If you are interested in sharing one-off stories I have started a registry here - maybe we can fill in some gaps and accelerate the process of changes in surveillance methods.


  1. Welcome to the blog, Scott. Great post! Given the advances in technology and communication, with all of the resultant improvements in workflow, I continue to be amazed at CDC's unwilligness to fix these issues. It isn't that hard. None of this is carved in stone. CDC needs to join the real world and improve their work in real time like the rest of us.

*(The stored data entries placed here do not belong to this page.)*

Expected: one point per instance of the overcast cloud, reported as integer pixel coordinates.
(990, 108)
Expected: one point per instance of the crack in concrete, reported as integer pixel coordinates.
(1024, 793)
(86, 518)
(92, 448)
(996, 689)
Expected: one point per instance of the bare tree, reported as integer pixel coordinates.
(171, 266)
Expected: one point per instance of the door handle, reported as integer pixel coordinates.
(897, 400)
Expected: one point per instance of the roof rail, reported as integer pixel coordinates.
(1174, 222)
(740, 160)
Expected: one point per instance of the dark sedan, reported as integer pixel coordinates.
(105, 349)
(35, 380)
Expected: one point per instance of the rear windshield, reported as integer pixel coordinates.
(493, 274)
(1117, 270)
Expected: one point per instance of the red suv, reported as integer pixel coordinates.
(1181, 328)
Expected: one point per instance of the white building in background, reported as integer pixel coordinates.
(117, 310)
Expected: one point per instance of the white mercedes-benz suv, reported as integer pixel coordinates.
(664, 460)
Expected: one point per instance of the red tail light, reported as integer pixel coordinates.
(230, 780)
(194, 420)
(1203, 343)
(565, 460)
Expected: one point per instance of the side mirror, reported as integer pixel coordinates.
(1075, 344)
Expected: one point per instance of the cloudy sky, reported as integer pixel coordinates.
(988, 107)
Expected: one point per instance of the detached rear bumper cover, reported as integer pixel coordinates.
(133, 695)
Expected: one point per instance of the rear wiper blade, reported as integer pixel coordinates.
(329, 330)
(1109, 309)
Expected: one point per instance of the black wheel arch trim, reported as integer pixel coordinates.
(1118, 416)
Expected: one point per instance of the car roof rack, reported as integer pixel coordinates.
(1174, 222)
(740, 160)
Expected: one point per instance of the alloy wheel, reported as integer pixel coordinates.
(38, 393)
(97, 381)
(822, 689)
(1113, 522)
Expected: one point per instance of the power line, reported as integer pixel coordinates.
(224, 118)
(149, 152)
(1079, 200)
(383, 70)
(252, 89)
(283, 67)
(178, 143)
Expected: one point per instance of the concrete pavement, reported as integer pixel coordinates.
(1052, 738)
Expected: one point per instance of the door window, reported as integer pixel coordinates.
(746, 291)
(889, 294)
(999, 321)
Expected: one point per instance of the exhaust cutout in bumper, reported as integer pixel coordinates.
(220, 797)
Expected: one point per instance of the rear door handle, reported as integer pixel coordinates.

    1. We often hear that certain government agencies should/could do things and often times I agree. However, after spending 15 years (got my pin) in VA, I've noticed that it often becomes complicated to try to change a whole system when you have large, small, urban and rural hospitals for example. I guess this is my way of asking Scott and Mike (and any others), how would you operationally change CDC to be more responsive - it seems to me that this would require merging CDC with CMS or some other drastic change would be needed, but I'm not an expert in the world outside VA.

    2. I think you could have a small panel of experts (internal and external) empowered to rapidly address emerging questions. For example, the panel could address the question of whether Paenibacillus (which in pre-MALDI days was simply Bacillus spp), should indeed be classified just like Bacillus with regards to whether it's a contaminant when found in blood cultures. This isn't rocket science. The reality is that hospitals working hard to reduce infection rates are being punished for employing technologies that improve care because CDC either can't get its act together to fix this or simply doesn't care.

    3. I think the later isn't true, i.e, CDC HAI teams care. I will suggest the perspective differs. There are likely lots of obstacles to having a smooth frequency updated methods/operations - but at its core is the twice annually updates for such a complex software program/surveillance program doesn't allow for such rapid and fluid updates as you suggest.